Il n’exagère malheureusement pas. Quand le président russe déclarait hier que la crise coréenne pouvait conduire à une « catastrophe planétaire », il disait vrai car, si les Etats-Unis en arrivaient à frapper les sites nucléaires de Pyongyang, ils ouvriraient alors une dynamique immaitrisable.

La riposte nord-coréenne ciblerait la Corée du Sud et tout particulièrement Séoul, sa capitale. L’industrie sud-coréenne serait mise hors service pour longtemps. L’économie mondiale en serait profondément affectée. Les Etats-Unis en seraient conduits à relever le gant et à chercher la chute du régime nord-coréen et, en quelques heures, ils se trouveraient là face à la Chine.

Devant la possibilité d’un effondrement nord-coréen, la Chine bougerait car sa raison d’Etat lui interdit de laisser la Corée se réunir, devenir un concurrent économique et politique et bientôt autoriser des troupes américaines à s’installer à sa frontière.

C’est tout l’équilibre asiatique qui est en train de se jouer entre les différentes puissances du continent, d’une part, et la Chine et les Etats-Unis de l’autre. L’affaire est extrêmement sérieuse et l’est tellement que les gesticulations militaires américaines pourraient vite la rendre incontrôlable et que de nouvelles sanctions économiques contre Pyongyang ne résoudraient rien et pourraient même tout aggraver.

Les dirigeants nord-coréens y répondraient par une multiplication de leurs essais nucléaires et balistiques. Ces provocations feraient encore monter la tension. Là n’est pas la bonne voie mais alors que faire ?

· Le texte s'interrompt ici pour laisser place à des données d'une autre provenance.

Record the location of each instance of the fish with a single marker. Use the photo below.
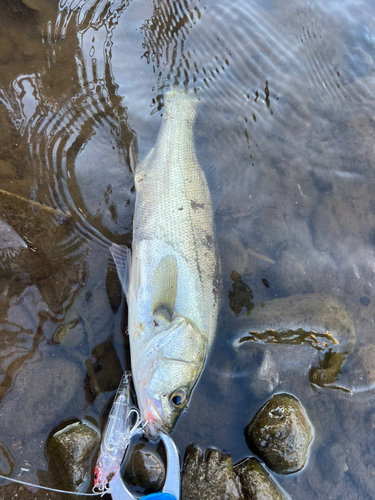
(171, 277)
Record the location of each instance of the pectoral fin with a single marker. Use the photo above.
(164, 287)
(122, 257)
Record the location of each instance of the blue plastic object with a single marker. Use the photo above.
(159, 496)
(171, 490)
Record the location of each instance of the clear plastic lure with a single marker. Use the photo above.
(116, 437)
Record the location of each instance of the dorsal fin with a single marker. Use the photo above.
(164, 286)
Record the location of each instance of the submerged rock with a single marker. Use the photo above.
(209, 478)
(70, 452)
(280, 433)
(145, 468)
(256, 481)
(318, 320)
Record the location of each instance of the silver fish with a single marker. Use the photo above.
(172, 278)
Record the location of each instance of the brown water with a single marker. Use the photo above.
(288, 122)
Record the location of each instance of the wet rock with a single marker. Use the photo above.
(280, 434)
(318, 320)
(240, 296)
(209, 478)
(70, 452)
(145, 468)
(326, 373)
(257, 483)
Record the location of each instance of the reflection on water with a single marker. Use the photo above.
(286, 119)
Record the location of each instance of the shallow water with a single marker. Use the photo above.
(287, 120)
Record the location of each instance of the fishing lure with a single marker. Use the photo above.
(116, 437)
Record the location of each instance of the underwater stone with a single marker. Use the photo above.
(70, 452)
(145, 468)
(257, 483)
(280, 434)
(209, 478)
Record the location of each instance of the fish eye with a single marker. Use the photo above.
(178, 398)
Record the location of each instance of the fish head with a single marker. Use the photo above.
(167, 373)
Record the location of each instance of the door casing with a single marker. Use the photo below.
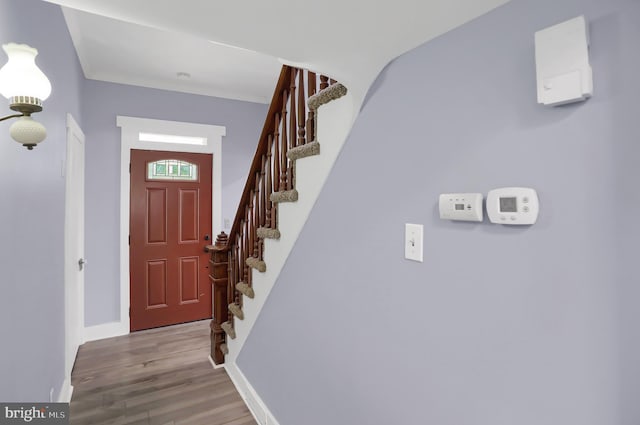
(73, 249)
(131, 128)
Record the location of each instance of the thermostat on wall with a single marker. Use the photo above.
(513, 205)
(461, 206)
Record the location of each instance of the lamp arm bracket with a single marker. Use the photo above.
(12, 116)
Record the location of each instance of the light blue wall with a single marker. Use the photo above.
(500, 325)
(32, 213)
(105, 101)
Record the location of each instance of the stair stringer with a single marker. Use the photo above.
(333, 123)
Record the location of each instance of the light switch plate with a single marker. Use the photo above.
(413, 242)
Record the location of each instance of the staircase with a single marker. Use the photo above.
(246, 263)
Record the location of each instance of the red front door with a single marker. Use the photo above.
(169, 221)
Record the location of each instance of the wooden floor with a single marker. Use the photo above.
(160, 376)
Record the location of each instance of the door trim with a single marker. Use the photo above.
(71, 347)
(131, 128)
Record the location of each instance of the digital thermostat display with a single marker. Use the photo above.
(460, 206)
(508, 204)
(513, 205)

Pardon de le dire, mais c’est en fait simple.

Il faut partir des faits, voir et admettre que le régime nord-coréen ne veut se doter d’une force de dissuasion que pour assurer sa pérennité en faisant avaliser par le reste du monde une coupure définitive de la péninsule coréenne qui interdirait que la Corée du Nord puisse un jour être absorbée par celle du Sud comme l’Allemagne de l’Est l’a été par celle de l’Ouest.

C’est sa survie que cet abominable régime défend et il n’est dès lors pas impossible de négocier avec lui. Ce serait ardu car la Corée du Nord ne considère pas encore qu’elle ait établi un rapport de forces suffisant pour obtenir les garanties qu’elle souhaite. Il y faudrait l’aide de la Chine qui peut faire plier Pyongyang en quelques jours car elle est son seul vrai partenaire commercial mais pour obtenir cette aide chinoise, il faudrait garantir à Pékin qu’il n’y aura ni unification de la Corée ni forces américaines à sa frontière.

Ce qui est à faire est clair, déplaisant mais clair. Il ne faut plus tarder à s'y atteler.